Another option is to use a servo driver. It can be connected to two I2C pins and can drive up to 16 servos with its 16 PWM channels. It is easy to use and works well with any servo that has a 5V power supply. For a more advanced project, you can add an Adafruit 16-Channel 12-bit PWM/Servo Driver to the board.
Two I2C controllers
The Pi’s I2C controller allows you to create a master-slave configuration by writing to one of the RX FIFOs and reading the data from the other. It also allows you to set a DREQ (Data Request Equalizer) to control the speed of transfers to and from a particular I2C instance. The Pi’s I2C controller supports up to 127 slave devices.
The Pico W has GPIO pins that use the two I2C controllers and two SPI busses. Both of these interfaces are capable of digital input and output as well as pulse width modulation and specialist communication protocols. Moreover, there is an on-chip LED next to the microUSB connector. Lastly, the Pico features an on-board LED that is connected to GPIO pin 25.

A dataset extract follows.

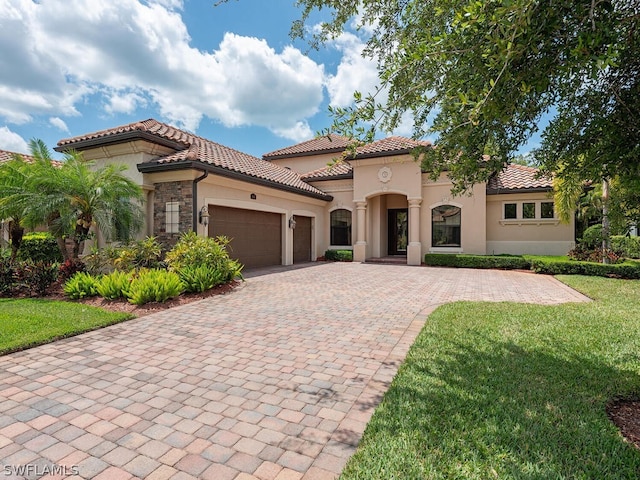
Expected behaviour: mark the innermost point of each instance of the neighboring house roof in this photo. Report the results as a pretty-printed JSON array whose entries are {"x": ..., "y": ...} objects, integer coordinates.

The Pico W uses two I2C busses: the Serial Clock Line (SCL) and the Serial Data Line (SDA). The SDA bus transfers data while the SCL provides the clock signal. All devices on an I2C bus are connected to the SDA and SCL lines. They can operate as masters or slaves and are recognized by a unique 7-bit address. In both cases, the first byte of each packet contains an address in the LSB position and the read/write bit in the LSB position. This byte toggles between the two lines.
The I2C interface is an excellent way to connect a display. The Pi’s OLED display module supports the PSI/I2C interface. The SSD1305 built-in controller in the OLED display module provides 132 x 64 pixels of resolution and is compatible with SPI/I2C or 8080 parallel ports. The Pi’s four-wire SPI interface supports I2C communication. It transmits a 7-bit slave device address and 1 bit read and write bits.
Bluetooth
The Raspberry Pi Pico microcontroller was released last January. It has since sold more than 2 million units, but lacked Wi-Fi. With the Pico W, that problem is solved. For $6, you can get WiFi and Bluetooth connectivity. Bluetooth is also expected to come later. The following are a few features of the Pico W. These features may make it a great option for home automation and other projects.

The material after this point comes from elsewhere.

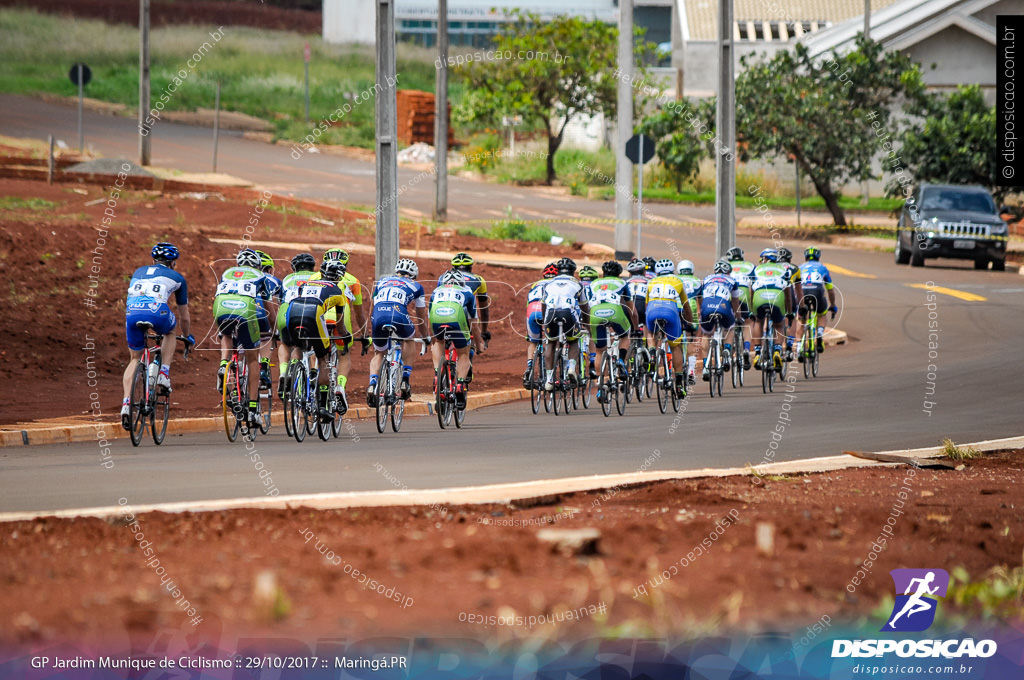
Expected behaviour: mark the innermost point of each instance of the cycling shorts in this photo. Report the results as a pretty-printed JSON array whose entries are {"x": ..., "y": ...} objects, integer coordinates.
[{"x": 163, "y": 321}]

The Raspberry Pi Pico W uses the same RP2040 microcontroller as the original. It features two 133MHz cores and 256kB of SRAM. MicroPython and C++ are supported. To use the new Pico W, you will need to download the SDK and an updated UF2 image. Bluetooth is coming to the Raspberry Pi Pico W later.
The CYW43439 module supports both Bluetooth Low Energy and Classic. It may not be compatible with the Pico W yet, but the Pico H and Pico W come with pre-populated headers. Hopefully, the Pico W will have Bluetooth support soon. However, you should not wait too long to start programming. And be sure to read the official documentation for the Pico W before purchasing.
The Raspberry Pi Foundation recently announced the Pico W microcontroller. It costs just six dollars more than the original Pico but has a better WiFi and Bluetooth connection. If you are interested in WiFi-connected tasks, the Pico might be a good choice. However, if you’re looking for WiFi and Bluetooth, the Pico W is a great choice. There are plenty of other features and functions you can build on it.